Dr Vaughan explains the policy his practice has implemented prevents staff from logging into social media or personal emails on work computers to mitigate risks such as phishing or being infected with malware. “We have a strict rule that work computers can’t be used for any social media or web-based mail,” he says.
“If a team member must use their personal device for work-related tasks, access to surgery files or webmail requires multifactor authentication on their device. This just helps us ensure that if a team member’s personal device is lost or stolen, the public cannot access work-related data.”
When considering where to even start with the process, Dr Vaughan recommends addressing the “weakest link in your cybersecurity” as part of overall business efficiency, such as enforcing BYOD use policies.
Dr Wani says dentists can adopt cost-effective measures without requiring a multimillion-dollar infrastructure.
A few daily habits can make a significant difference, such as implementing two-factor authentication, using authorised and updated operating systems such as iOS or Android, and ensuring devices are regularly updated. Additionally, using screen locks, limiting the storage of patient data on personal devices, and securely separating or password-protecting sensitive data folders can significantly reduce the risk of breaches.
Dr Vaughan believes in striking a balance between being cautious and avoiding unnecessary expenses in cybersecurity.

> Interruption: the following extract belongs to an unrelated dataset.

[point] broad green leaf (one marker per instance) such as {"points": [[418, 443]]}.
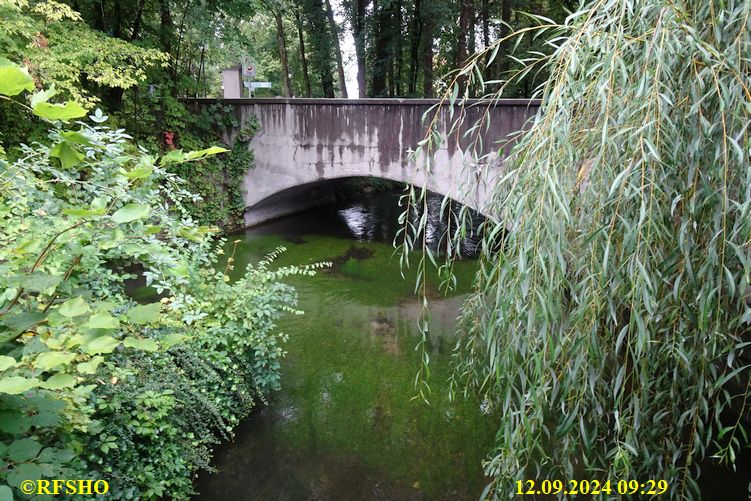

In his newly acquired private practice, Dr Vaughan estimates he will spend around $8000 this year on the implementation of updated cybersecurity measures and IT support, claiming this is a “necessary and manageable” investment.
An IT consultant can be utilised for cloud-based patient data management and helps manage cyber risk basics like ensuring access mandates multi-factor authentication and firewalls.
“It was about limiting our liability to exposure or hacking or litigation in future years,” he explains.
Prevention is, of course, always better than cure. Dr Vaughan says his practice manager in collaboration with an external IT consultant is tasked with identifying and addressing weak points in cybersecurity.
Dr Wani advocates for stronger government policies and the use of AI-driven solutions to enhance cybersecurity protection, particularly in private and public dental facilities. He believes it all starts by raising awareness of the risks among healthcare providers.
“At the end of the day, a well-informed workforce is the first line of defence against cyberthreats. By combining basic security practices with ongoing education, healthcare providers can significantly reduce risks and protect their patients’ sensitive information.”